The only solution was the creation of a Script Converter that is intuitive and that could be used to convert Latin Script in Arabic Script. The user has to edit in Latin Script and the written words can be converted to Arabic Script by the website. This is technically possible thanks to the development of MediaWiki Language Converter by ZhengZhu Feng.However, when examining the Latin Script for Tunisian, Algerian and Moroccan Arabic, it was clearly seen that it is based on a phonetic transcription of words and without any consideration of the morphology of Arabic.[10,13]
This gave an inconvertible Latin Script orthography for Tunisian Arabic because of the phenomenon of pronunciation simplification:
- If they are in the end of a word, [i:] and [ɪ] are pronounced as [ɪ], [u:] and [u] are pronounced as [u], and [a:], [ɛː], [a] and [æ] are pronounced as [æ]. This is what explains the lack of accuracy of the grammar specification of Tunisian. For example, none of the works had made an interest to explain why the present of /mʃæ/ is /yimʃi/ and the present of /bdæ/ is /yibdæ/...
- Elision: If a word finishes with a vowel and the next word begins with a short vowel, this short vowel and the space between the two words are not pronounced. The lack of consideration of this simplification made of some rules of Tunisian difficult like for the situation of the determinant "ĭl-" meaning The.[9,10,11,12]
- Epenthesis: If a word begins with two successive consonants, an [ɪ] is pronounced in its beginning.[9,10,11,12]
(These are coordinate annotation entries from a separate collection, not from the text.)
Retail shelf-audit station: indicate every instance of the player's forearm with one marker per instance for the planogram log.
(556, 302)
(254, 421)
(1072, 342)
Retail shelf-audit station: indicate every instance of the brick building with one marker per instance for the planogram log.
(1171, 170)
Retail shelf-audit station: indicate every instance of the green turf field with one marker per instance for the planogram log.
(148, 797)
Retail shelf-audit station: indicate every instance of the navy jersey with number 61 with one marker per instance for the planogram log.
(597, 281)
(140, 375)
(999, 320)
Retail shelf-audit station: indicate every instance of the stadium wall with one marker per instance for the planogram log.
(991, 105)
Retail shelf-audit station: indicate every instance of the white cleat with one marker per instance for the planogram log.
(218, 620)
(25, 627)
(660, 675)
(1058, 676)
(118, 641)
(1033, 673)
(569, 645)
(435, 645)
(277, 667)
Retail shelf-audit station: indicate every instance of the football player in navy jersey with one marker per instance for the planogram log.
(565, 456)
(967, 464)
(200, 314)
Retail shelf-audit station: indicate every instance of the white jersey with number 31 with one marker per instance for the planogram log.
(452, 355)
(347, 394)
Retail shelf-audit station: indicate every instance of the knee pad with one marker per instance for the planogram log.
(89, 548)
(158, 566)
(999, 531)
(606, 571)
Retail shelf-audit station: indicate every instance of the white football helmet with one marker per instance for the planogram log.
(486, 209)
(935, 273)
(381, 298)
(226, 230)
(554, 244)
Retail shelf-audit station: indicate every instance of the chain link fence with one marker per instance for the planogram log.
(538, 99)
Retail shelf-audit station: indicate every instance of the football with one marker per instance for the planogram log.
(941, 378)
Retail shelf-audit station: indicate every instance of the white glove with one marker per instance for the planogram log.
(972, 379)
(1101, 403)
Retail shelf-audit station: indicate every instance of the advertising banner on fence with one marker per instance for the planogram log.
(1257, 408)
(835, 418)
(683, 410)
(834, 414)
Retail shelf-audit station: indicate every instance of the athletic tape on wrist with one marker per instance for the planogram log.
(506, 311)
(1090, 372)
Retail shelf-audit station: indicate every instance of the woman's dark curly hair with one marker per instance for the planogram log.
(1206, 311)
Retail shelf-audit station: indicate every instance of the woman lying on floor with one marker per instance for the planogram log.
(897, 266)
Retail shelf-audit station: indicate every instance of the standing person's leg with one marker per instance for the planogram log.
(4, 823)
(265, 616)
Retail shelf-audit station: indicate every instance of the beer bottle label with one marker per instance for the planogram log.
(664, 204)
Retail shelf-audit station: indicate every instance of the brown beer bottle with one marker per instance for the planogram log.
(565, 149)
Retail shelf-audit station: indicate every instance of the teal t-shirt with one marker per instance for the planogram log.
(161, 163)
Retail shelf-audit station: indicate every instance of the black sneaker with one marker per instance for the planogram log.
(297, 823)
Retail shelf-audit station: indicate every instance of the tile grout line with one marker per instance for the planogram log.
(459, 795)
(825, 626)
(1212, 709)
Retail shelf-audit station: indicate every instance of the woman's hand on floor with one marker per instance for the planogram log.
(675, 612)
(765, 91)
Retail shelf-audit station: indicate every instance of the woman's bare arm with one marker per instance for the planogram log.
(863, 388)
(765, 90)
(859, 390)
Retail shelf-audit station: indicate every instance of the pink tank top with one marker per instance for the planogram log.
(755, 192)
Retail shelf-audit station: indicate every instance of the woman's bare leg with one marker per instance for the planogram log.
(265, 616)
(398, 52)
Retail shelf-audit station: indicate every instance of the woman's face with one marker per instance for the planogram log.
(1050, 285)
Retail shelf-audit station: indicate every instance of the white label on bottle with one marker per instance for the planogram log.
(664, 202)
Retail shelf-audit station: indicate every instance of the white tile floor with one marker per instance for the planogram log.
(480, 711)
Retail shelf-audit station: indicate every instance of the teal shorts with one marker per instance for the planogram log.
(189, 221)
- There are even several simplifications that exist in some varieties of the dialect. For example, Short vowels are pronounced as schwa in Northwestern and Southwestern Tunisian dialects as they are the varieties of Tunisian Arabic pronounced using Algerian Phonology. Another interesting example is the simplification of /θ/ as /t/ in the Sahil Dialect when it comes in the beginning of a word. These simplifications should not be considered when transliterating Tunisian. Tunisian should be transliterated in a way that let it easily read using Tunisian, Algerian and Libyan Phonology.[9,10,11,12]
Algerian and Moroccan Arabic also involve this phenomenon that also includes other facts like Germination: Short vowels in Moroccan and Algerian Arabic in the beginning or in the middle of a word are pronounced as a schwa.[16-22]
Furthermore, the situation of the Latin Script is not very excellent as there are many systems used for Maghrebi dialects. These Latin Script Writing systems are classified into two categories:[1-8,23-32]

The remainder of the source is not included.